То, что в современном мире фашизм действительно существует, подтверждается фактом существования авангарда. Если искусство выражает общественные идеалы, то надо согласиться с несложным обобщением, что данному обществу портрет (рассказ об отдельной судьбе) менее потребен, чем знак (т. е. декларация общего порядка). Очевидно и то, что знак существует как произведение лишь тогда, когда он принят в качестве идеологии: не для анализа, а на веру. Невозможно же, в самом деле, вчитаться в квадрат и получить на другой день больше знаний о нем, нежели при первой встрече. Очевидно, таким образом, что искусство современного мира выполняет роль шаманского заклинания — действий бессмысленных, но обладающих эффектом энергетического воздействия. Сила энергетического воздействия принята обществом за эстетическую и этическую категории.
Если это произошло с искусством, то по одной причине и с единственной целью — для удобства управления.
Не стоит негодовать и пугаться при таком утверждении, оно лишь позволяет взглянуть на феномен авангарда иначе, чем мы приучены смотреть. Авангард не есть прорыв в неведомое, а наиболее стабильное состояние общества. Состояние это, даже если его на время потеснят, регенерирует с могучим упорством — по тому необоримому праву, что оно первично. Не икона правит миром, не антропоморфный образ — но знак, черный квадрат. Малевич вовсе не «закрывал» прежнее искусство своим квадратом (отчего-то это заблуждение властно присутствует в рассуждениях искусствоведов-романтиков); он всего лишь закрыл христианское антропоморфное искусство — вернув искусству его природную безликую мощь. Посмотрите на язычество и авангард непредвзято, в этих явлениях много привлекательного. Знаки, созданные языческим искусством, ярче, активнее, напористее, нежели образы иконописные.

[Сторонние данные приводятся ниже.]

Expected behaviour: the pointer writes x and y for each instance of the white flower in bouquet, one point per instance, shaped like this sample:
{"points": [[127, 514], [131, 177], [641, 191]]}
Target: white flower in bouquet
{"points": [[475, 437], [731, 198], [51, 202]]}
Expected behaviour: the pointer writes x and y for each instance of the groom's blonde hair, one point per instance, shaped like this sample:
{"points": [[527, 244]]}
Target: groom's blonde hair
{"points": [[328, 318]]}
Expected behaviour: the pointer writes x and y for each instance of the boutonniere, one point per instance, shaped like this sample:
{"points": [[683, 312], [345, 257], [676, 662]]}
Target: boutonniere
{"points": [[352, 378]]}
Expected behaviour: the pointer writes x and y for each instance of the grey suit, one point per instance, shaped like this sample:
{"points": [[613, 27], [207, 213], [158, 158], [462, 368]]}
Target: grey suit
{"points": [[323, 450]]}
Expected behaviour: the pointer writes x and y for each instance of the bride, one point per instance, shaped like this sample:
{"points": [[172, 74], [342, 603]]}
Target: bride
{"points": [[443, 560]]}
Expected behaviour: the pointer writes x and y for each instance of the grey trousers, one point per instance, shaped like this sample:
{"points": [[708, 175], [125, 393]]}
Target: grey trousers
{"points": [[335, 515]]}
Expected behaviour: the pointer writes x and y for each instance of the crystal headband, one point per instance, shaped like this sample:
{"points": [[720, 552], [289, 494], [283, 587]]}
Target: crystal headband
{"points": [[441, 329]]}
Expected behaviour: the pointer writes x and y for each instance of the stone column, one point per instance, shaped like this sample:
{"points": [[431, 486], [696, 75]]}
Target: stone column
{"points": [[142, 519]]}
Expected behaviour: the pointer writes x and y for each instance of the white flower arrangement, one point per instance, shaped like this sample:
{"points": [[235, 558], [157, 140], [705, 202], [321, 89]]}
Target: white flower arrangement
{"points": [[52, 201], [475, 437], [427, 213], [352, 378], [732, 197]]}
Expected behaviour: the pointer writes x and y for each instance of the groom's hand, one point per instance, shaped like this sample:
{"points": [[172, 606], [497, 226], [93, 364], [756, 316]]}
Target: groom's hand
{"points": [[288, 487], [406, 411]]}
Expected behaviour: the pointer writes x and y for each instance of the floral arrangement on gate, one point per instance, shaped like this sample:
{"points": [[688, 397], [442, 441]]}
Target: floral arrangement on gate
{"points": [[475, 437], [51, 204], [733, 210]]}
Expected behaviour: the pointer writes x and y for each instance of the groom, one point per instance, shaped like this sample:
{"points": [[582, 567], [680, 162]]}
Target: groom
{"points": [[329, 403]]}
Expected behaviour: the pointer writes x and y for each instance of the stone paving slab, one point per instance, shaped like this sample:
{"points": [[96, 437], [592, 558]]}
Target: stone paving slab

Для того чтобы в полной мере осознать это обстоятельство, надо вдруг увидеть, что странно и необычно совсем не то, что все общество вдруг начинает рисовать бессмысленные квадратики и видит в плясках шамана большее, нежели прыжки и ужимки немолодого мужчины, — странно вовсе не это, странно другое. Странно то, что однажды потребовалось изобразить вместо неодушевленных статуй победителей — уязвленные тела и беззащитные лики. Странно то, что культ силы сменился на самопожертвование, что гуманистическое искусство появилось там, где раньше царил культ Орла и Волка, что шаман однажды был понят как всего-навсего немолодой мужчина, который скачет козлом и не имеет отношения к добру и справедливости. Эта диверсия, совершенная христианством, не могла получить прощения от динамично развивающегося мира — она прощения и не получила. И как можно такое — лишающее природной силы явление — простить?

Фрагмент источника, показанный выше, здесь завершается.